What’s the first thing you do when you open an IELTS reading paper? Do you go straight to the questions, read them through, underline key words, and think of possible synonyms and paraphrasing that you might see in the text? Or do you read the first thing you see, which is (usually) text 1? I’ve taught IELTS for several years, and been an IELTS invigilator for a few, and seldom have I seen students and candidates do the latter. On the rare occasions a student or candidate does read the text first, it quickly becomes clear when watching them that they are generally reading the text intensively, trying to take in every word and sentence.
Ask any IELTS teacher, or consult any IELTS study book, and they’ll tell students that what they should do when they open the cover of the reading booklet is to read the first thing that appears – most often text 1 – and read it by skimming. Read the title and subtitle. Read paragraph headings, if there are any. Read the first and last sentence of each paragraph, and make a note of the main idea by the side of each. I’ve lost count of the number of times I’ve practised this strategy in class, only to have students panic and revert to the actions mentioned above when in test mode. “I don’t want to waste time skimming! I need to answer the questions quickly,” they’ll say, or “I have to understand the whole text before I can answer the questions, right?”

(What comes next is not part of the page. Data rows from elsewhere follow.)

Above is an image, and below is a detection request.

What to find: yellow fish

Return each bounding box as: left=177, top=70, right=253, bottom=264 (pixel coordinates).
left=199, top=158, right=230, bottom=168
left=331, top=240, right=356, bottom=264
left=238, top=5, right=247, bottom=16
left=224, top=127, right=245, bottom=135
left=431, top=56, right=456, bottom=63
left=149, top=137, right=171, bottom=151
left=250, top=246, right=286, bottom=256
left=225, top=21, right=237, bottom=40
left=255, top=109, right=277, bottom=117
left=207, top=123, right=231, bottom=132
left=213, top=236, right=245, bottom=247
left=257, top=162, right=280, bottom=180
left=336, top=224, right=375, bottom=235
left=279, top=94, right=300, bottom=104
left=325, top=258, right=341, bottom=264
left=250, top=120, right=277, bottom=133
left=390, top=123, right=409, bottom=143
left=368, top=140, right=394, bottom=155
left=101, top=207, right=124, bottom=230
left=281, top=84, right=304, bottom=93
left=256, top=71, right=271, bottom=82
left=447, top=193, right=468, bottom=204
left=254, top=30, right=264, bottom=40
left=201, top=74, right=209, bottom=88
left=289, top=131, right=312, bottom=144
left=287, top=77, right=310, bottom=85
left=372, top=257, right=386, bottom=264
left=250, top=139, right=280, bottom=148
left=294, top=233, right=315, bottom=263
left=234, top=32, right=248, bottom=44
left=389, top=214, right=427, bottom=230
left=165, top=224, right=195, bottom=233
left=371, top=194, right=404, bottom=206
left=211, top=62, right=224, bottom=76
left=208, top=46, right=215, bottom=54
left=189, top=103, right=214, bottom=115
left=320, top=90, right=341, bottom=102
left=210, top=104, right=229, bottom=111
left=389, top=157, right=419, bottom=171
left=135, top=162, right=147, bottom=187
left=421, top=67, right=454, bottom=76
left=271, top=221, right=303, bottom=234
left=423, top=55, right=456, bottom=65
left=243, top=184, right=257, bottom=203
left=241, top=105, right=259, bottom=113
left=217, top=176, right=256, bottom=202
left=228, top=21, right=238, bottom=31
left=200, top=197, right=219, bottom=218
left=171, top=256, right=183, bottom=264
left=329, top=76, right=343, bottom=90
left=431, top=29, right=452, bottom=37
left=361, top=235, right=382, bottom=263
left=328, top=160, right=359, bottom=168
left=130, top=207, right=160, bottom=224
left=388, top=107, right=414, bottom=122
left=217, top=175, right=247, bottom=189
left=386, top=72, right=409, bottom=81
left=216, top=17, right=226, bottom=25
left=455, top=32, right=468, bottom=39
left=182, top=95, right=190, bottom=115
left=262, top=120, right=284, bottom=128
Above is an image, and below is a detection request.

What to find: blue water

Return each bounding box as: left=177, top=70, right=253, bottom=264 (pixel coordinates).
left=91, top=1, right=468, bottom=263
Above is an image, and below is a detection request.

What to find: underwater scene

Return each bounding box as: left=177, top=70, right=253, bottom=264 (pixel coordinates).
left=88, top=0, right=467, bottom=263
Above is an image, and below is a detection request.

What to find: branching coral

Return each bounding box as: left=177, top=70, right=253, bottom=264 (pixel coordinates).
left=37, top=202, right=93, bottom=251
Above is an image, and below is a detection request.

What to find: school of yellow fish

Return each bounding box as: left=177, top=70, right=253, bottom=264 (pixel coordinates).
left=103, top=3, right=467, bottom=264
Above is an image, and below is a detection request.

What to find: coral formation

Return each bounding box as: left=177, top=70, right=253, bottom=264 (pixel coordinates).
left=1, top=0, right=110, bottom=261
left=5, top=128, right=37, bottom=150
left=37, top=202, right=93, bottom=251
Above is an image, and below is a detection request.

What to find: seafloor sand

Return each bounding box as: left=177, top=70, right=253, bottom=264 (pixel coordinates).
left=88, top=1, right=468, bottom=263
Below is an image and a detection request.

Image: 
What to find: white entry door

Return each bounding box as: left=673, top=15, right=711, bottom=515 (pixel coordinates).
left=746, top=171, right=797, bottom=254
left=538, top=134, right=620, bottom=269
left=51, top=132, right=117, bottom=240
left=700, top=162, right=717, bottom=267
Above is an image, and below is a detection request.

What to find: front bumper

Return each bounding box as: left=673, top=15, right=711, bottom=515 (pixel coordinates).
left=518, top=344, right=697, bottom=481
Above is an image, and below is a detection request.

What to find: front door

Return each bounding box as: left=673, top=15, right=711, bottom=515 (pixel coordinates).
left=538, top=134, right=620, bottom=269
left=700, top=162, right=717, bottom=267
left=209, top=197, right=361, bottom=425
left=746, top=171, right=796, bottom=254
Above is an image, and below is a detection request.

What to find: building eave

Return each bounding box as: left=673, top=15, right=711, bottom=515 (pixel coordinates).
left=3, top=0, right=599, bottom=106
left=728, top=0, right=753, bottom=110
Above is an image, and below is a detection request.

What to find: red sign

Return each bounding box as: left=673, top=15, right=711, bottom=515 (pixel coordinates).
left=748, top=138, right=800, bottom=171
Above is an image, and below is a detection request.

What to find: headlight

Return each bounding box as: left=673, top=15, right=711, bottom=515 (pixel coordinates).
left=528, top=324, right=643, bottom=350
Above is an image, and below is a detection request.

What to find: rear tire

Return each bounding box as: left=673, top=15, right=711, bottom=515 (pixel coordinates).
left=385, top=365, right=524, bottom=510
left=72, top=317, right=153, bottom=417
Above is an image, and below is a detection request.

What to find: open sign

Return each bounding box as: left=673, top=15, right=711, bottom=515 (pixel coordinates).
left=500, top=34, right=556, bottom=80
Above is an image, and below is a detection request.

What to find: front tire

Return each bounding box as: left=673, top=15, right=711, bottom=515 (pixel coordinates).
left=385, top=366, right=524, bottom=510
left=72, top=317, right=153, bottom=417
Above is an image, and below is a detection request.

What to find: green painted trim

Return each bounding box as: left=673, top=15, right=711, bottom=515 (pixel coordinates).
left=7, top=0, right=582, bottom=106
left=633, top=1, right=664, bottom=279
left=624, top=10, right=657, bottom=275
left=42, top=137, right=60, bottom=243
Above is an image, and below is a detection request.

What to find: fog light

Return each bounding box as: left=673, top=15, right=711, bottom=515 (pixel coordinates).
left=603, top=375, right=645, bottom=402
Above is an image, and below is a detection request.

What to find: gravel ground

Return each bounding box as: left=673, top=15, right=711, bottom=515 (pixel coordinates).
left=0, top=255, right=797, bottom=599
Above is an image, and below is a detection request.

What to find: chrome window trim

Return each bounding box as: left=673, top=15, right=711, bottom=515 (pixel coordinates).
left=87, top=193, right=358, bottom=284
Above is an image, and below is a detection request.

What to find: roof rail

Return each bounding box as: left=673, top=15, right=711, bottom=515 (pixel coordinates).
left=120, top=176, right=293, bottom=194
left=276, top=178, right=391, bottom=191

So why do teachers and books bang on about skimming the reading texts first? Simple – it really is more efficient, and really can save you time. The average IELTS reading text contains between eight and ten paragraphs. If the answer to the question you’re on is in paragraph nine, that’s a lot of text to read in not a lot of time. Instead of reading through every paragraph to find the answer, you can just glance at your notes and pinpoint the section you need to read. The time you save by not reading through multiple times to find the sections you need more than covers the time you’ve spent skimming and making a map of the text, which could end up making all the difference to your band score. How? Well, if you struggle to finish all the questions and resort to guessing the last few answers, that extra time could mean an extra couple of accurate answers, and so an extra couple of points, and so could bump you up an extra half band. And if you do manage to answer the questions in time, well the extra few minutes can be used to double check answers and pick up on any potential mistakes, therefore increasing your point, and potentially your band, score.
But what about the need to understand the whole text? In general English classes, reading the whole text is encouraged. Most comprehension questions and reading activities require students to have read and digested the text. Is this not the same for IELTS? Think about reading in your own language. When you’re reading an article online, or in a magazine, do you read it intensively straight away – or do you skim through it first to get the gist, then read more carefully if you’re interested? Most likely, you do the latter – and this is the approach that’s best suited to IELTS reading. You don’t need to take in the whole text in order to successfully answer the questions.
“Ah, but,” you may be thinking, “sometimes there’s a global understanding task. Surely I must read and understand the whole text to answer that correctly?” Well… no. In addition to using the heading and subheadings, and your notes on the text, you really only need to read the concluding paragraph(s) in detail to complete that task.
Now, there’s another reason why it’s a good idea to practise your skim-reading skills for IELTS. Chances are that if you’re taking the test, you’re likely planning on studying or working in an English-speaking country. Once you’ve skimmed your way to IELTS success, those skills can be transferred to your work or studies. Need to research your thesis and there are twenty chapters and articles that might be useful? Skim them to weed out the irrelevant! Got fifty emails at work to sift through and only ten minutes to do it in? Skim them and prioritise! I could go on (but I won’t). Skim-reading – it’s not just for IELTS!
In short, if you want to maximise your reading efficiency for IELTS, and life in general, then develop those skimming skills. You’ll be glad you did!